Glycolysis (it literally means glucose degradation) is a metabolic pathway which changes glucose C6H12O6 into pyruvate CH3COCOO + H. The free energy which is generated in this process is utilized to make high energy compounds namely ATP (adenosine triphophate) and NADH (reduced nicotinamide adenine dinucleotide).
It is a confirmed process of ten reactions with ten intermediate compounds (one step has 2 intermediates). The intermediate steps supply the point of entry for glycolysis. Now let’s consider one example, a lot of monosaccharide like fructose, glucose and galactose, could be turned in to one of the intermediates. The intermediate in itself may directly be of use. Consider an example the intermediate dihydroxyacetone phosphate; it is a source of glycerol which gets together with fatty acids to create fat.
Glycolysis is recognized as the archetype of a universal metabolic pathway. This process happens with some degree of variation in all the organisms both aerobic and anaerobic. The frequent occurrence of glycolysis shows that it is one of the older known metabolic pathways. The most commonly occurring glycolysis is the Embden-Meyerhof pathway which was found out by Gustav Embden and Otto Meyerhof.
One way of doing this is to just get the pyruvate to do oxidation; in this procedure the pyruvate gets converted in to lactate (this is the conjugate base of lactic acid) in a process which is called lactic acid fermentation. This process can be represented in a word equation as:
pyruvate + NADH + H -> lactate + NAD
This reaction happens in the bacteria which are involved in making yogurt (lactic acid makes the milk to curdle).
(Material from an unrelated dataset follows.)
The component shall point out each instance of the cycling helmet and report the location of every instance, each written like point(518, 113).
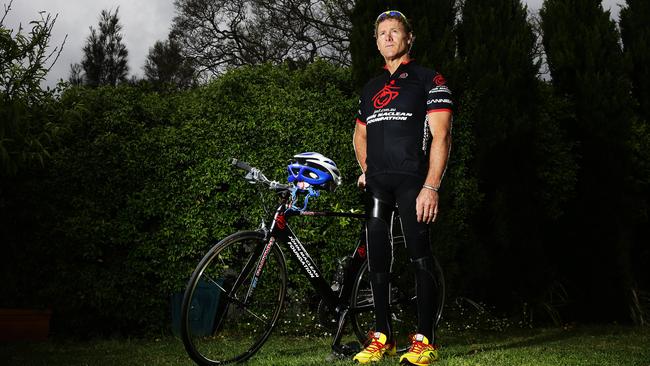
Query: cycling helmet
point(313, 169)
This reaction also happens in animals which are under hypoxic (or partially anaerobic) conditions, found for example in overused muscles which are lacking oxygen, or in infracted heart muscle cells. In most tissues for cells this is the final resort for energy; most of the animal tissues cannot maintain the anaerobic respiration over an extended period of time.
Some organisms like yeast turn NADH to NAD in a reaction called as ethanol fermentation. In the reaction the pyruvate is turned first into acetaldehyde and CO2, after this into ethanol.
The lactic acid fermentation and ethanol fermentation can happen in the lack of oxygen presence. The anaerobic fermentation lets a lot of single celled organisms to use glycolysis as their only source of energy. From the two examples above regarding the fermentation, NADH is oxidized by sending 2 electrons to pyruvate. But anaerobic bacteria use a big range of compounds as the terminal electron acceptors in the process of cellular respiration.
Remember oxygen is not an essential for the glycolysis to occur. In many organisms such as C. tetani (this causes tetanus) or C. Perfringence (this causes gangrine) called as obligate anaerobes, the oxygen presence will be lethal. In the organisms that use glycolysis, absence of oxygen stops pyruvate from being metabolized to CO2 and H2O through the citric acid cycle and the electron transport chain (which relies on oxygen) doesn’t work. Fermentation will not generate energy more that already generated from glycolysis (2 ATP’s) but serves to re obtain NAD so the glycolysis can go on. There are useful end products created such as lactate or ethanol.